I have been informed that the deputy director of the National Center for Victims of Crime said that H. RES. 303, a proposed federal law, passed unanimously today in the House of Representatives! We're not sure at this time, but it sounds like this means it will become law.
H. RES. 303 states that "a day ought to be established to bring awareness to the issue of missing persons."
Missing children have their national day. Now all missing persons will have a day to remember and honor them, should this bill be signed into law. I have confidence it will and am checking to find more information about it.
I believe this is the same bill that my friends Doug and Mary Lyall from the Center for Hope have been working on for several years. I will get more clarification tomorrow.
Expressing the sense of the House of Representatives that a day ought to be established to bring awareness to the issue of missing persons.

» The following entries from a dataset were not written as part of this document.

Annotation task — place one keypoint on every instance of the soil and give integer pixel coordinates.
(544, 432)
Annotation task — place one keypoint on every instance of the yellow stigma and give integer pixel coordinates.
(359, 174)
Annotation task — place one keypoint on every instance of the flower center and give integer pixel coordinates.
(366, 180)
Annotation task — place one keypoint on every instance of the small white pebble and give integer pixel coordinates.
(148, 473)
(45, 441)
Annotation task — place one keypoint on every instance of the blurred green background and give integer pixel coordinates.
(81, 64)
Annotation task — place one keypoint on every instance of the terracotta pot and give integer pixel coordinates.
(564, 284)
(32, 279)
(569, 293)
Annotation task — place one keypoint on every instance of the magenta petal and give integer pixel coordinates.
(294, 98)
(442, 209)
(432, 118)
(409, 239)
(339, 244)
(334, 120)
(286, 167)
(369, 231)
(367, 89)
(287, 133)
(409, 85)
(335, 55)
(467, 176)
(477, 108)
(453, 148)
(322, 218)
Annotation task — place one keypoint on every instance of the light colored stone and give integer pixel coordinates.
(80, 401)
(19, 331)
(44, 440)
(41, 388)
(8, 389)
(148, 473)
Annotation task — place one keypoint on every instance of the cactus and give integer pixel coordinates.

Whereas each year tens of thousands of people go missing in the United States;
Whereas, on any given day, there are as many as 100,000 active missing persons cases in the United States;
Whereas the Missing Persons File of the National Crime Information Center (NCIC) was implemented in 1975;
Whereas, in 2005, 109,531 persons were reported missing to law enforcement agencies nationwide, of whom 11,868 were between the ages of 18 and 20;
Whereas section 204 of the PROTECT Act, known as Suzanne's Law and passed by Congress on April 10, 2003, modifies section 3701(a) of the Crime Control Act of 1990 (42 U.S.C. 5779(a)), so that agencies must enter records into the NCIC database for all missing persons under the age of 21;
Whereas Kristen's Act (42 U.S.C. 14665), passed in 1999, has established grants for organizations to, among other things, track missing persons and provide informational services to families and the public;
Whereas, according to the NCIC, 48,639 missing persons were located in 2005, an improvement of 4.2 percent from the previous year;
Whereas many persons reported missing may be victims of Alzheimer's disease or other health-related issues, or may be victims of foul play;
Whereas, regardless of age or circumstances, all missing persons have families who need support and guidance to endure the days, months, or years they may spend searching for their missing loved ones; and
Whereas it is important to applaud the committed efforts of families, law enforcement agencies, and concerned citizens who work to locate missing persons and to prevent all forms of victimization: Now, therefore, be it
Resolved, That it is the sense of the House of Representatives that--
(1) a day ought to be established to bring awareness to the issue of missing persons; and
(2) the people of the United States should be encouraged to--
(A) observe the day with appropriate programs and activities; and
(B) support worthy initiatives and increased efforts to locate missing persons.
Kelly, Project Jason
We are the Voice for the Missing; speaking for those who are not among us but who are forever in our hearts.